Use Kusto Query Language to solve a data problem

Introduction

In the previous article Azure Data Explorer and the Kusto Query Language, we saw how the Microsoft Azure Data Explorer works, and we learned about the Kusto query language (KQL). We’ll build on this here in part two, we’ll learn more about KQL, and we’ll use KQL to solve a real-world data problem.

The problem we will solve

In the InsightsMetrics table, we’ll focus on the Namespace and Name columns. This query will return the number of unique Namespace, Name combinations from that table:

InsightsMetrics | distinct Namespace, Name | count

The query shows that the table has forty combinations, as seen in this screenshot:

This query will show some of those unique values:

InsightsMetrics | distinct Namespace, Name | limit 8

This screenshot shows some of the combinations returned by that query:

The next query counts the number of unique Namespace values, and the number of unique Name values:

let NamespaceCount = InsightsMetrics | distinct Namespace | count;
let NameCount = InsightsMetrics | distinct Name | count;
print strcat(‘NamespaceCount = ‘, toscalar(NamespaceCount), ‘ NameCount = ‘, toscalar(NameCount))

Using let operators, the query places the column count values in separate variables, and then outputs them with the print operator. The query needs the toscalar function because the count operators in the let operators essentially returned table-format data. The print operator can’t handle this data format, but it can handle scalar-format data. The toscalar function converts the data to the correct format.

This screenshot shows the query results:

The query shows that the InsightsMetric Namespace column has ten unique Namespace values, and the Name column has 38 unique Name values. This means that for these two columns, the table can have 380 unique combinations of these values. Since the table only uses 40 of these column value combinations, it does not use 340 of the possible combinations. We’ll use KQL to build a list of these unused combinations.

The Solution

This KQL query returns the rows that solve the problem:

As we step through it, we’ll learn about Kusto query language features that expand the power and flexibility of Kusto itself.
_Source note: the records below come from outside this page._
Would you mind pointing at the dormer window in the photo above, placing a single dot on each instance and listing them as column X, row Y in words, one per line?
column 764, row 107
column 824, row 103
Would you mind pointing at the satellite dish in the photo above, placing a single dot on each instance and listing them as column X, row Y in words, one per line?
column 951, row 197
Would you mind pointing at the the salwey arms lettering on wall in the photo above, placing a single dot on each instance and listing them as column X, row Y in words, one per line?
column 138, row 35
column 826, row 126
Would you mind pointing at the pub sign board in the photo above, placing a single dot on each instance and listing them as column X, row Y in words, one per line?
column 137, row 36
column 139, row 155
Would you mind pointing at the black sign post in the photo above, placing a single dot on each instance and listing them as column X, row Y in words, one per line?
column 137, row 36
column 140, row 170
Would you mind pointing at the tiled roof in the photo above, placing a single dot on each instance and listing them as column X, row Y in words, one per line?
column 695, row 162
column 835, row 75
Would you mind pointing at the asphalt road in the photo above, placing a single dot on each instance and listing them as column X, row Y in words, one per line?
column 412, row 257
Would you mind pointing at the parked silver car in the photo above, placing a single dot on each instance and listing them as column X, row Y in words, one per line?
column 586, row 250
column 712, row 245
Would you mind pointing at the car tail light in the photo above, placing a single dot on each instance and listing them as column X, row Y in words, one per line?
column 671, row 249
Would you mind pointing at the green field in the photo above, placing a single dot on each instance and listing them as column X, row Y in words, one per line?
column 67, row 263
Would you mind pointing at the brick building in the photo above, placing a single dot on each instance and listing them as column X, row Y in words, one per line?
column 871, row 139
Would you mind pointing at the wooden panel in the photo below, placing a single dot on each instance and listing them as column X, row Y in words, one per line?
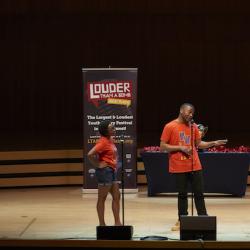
column 40, row 181
column 140, row 166
column 36, row 168
column 40, row 154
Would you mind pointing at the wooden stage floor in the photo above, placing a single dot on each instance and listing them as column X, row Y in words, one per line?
column 65, row 213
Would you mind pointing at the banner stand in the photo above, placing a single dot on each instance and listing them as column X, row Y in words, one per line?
column 111, row 94
column 95, row 190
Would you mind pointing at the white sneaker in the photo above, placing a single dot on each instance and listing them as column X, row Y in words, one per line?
column 176, row 227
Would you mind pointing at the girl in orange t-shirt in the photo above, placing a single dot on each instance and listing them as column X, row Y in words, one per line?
column 104, row 157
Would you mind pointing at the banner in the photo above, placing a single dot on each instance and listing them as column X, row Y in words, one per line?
column 111, row 94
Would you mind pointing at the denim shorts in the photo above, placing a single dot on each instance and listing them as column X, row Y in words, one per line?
column 105, row 176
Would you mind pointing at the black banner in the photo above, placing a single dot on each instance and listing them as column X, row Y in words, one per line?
column 111, row 94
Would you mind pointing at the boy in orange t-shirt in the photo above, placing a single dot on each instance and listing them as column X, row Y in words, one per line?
column 181, row 138
column 104, row 157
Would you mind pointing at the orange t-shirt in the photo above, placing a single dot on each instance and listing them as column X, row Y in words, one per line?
column 176, row 133
column 107, row 151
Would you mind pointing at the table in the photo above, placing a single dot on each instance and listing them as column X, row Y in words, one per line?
column 224, row 173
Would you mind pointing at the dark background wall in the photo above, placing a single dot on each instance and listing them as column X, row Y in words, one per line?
column 195, row 51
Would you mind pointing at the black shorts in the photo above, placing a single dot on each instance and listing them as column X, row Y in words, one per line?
column 105, row 176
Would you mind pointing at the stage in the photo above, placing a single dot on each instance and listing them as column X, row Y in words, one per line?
column 64, row 216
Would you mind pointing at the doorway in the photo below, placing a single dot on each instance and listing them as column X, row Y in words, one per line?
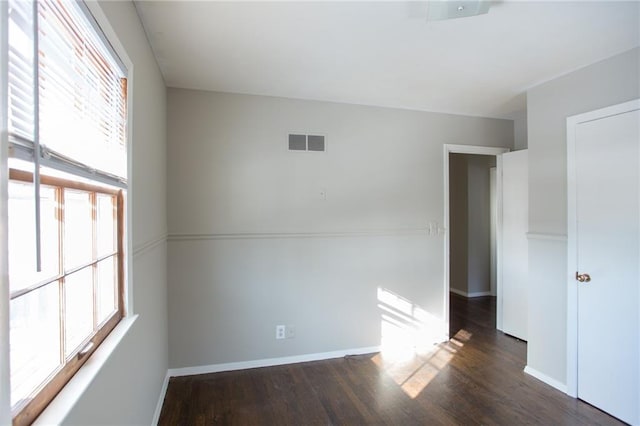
column 475, row 159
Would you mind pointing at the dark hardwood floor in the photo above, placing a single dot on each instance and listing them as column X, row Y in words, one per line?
column 474, row 379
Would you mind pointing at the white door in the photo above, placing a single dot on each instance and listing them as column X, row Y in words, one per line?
column 606, row 159
column 515, row 257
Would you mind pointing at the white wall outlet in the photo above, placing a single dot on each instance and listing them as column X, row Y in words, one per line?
column 280, row 332
column 290, row 332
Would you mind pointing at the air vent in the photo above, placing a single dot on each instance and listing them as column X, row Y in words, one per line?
column 298, row 142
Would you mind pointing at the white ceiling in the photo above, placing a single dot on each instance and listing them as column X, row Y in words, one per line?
column 384, row 53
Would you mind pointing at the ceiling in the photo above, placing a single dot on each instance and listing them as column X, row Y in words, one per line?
column 384, row 53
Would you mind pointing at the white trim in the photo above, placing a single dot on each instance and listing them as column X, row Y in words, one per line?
column 282, row 235
column 147, row 246
column 470, row 295
column 545, row 236
column 269, row 362
column 57, row 411
column 478, row 150
column 572, row 232
column 160, row 403
column 546, row 379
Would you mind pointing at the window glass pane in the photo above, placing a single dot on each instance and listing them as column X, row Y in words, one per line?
column 106, row 224
column 22, row 231
column 78, row 308
column 107, row 279
column 78, row 229
column 35, row 340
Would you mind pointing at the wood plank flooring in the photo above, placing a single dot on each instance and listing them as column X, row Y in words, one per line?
column 474, row 379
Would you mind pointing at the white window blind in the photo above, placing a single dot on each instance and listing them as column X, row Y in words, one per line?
column 74, row 117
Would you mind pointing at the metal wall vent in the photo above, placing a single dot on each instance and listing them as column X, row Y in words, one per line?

The first two operations place all unique Namespace, and all unique Name column values, in separate variables. Operation three builds a row set list of all possible Namespace column / Name column values, and places this list in variable IM3. To make this happen, operation 3 uses a cross join. In an earlier SQL Shack article, Esat Erkec explained that a cross join ” . . . is used to generate a paired combination of each row in the first table with each row of the second table.” A cross join would solve this part of the problem. Unfortunately, the Kusto query language does not directly support cross joins. However, we can manually build one, as seen in operation 3. We’ll rewrite operation 3 for clarity:

// A. Assign the query output to IM3
let IM3 = IM1
// B. Add a new ‘dummy’ column called xCol to IM1
| extend xCol = 1
// C. Add a new ‘dummy’ column called xCol
// to IM2, and join IM2 to IM1 on xCol
| join kind=inner (IM2 | extend xCol =1) on xCol
// D. Keep the Namespace and Name columns in the
// final result set, and throw away the xCol columns
| project-keep Namespace, Name
// E. Sort the result set
| order by Namespace asc, Name asc;

In this separate KQL code, operation A assigns the final query output to variable IM3, and starts with the IM1 result set. The “parent” query placed the unique Namespace column values into variable IM1. Therefore, we can use IM1 as a result set table. Query operation B extends, or adds, a new xCol column to IM1. This column has values of 1 in all rows. The Kusto query cross join happens at operation C. The operation nested in the parentheses executes first, and it extends an xCol column to IM2 – the variable from the parent query with the unique Name column values.

IM2 | extend xCol = 1

Stepping outside of the parentheses, query operation C then joins IM2 to IM1 on their common xCol columns. This join, on these table columns, becomes the cross join we need. This screenshot shows the result set of the main query, up to and including the cross join operation:

Although operation 3 added dummy column xCol to IM1, and dummy column xCol to IM2, the result set shows an xCol column, and an xCol1 column. If KQL joins tables with matching column pairs with the same name, the join will keep the names for both columns, but it will add a number to the column name from the right-hand table. In this case, the Kusto query language changed the original IM2 xCol column name to xCol1.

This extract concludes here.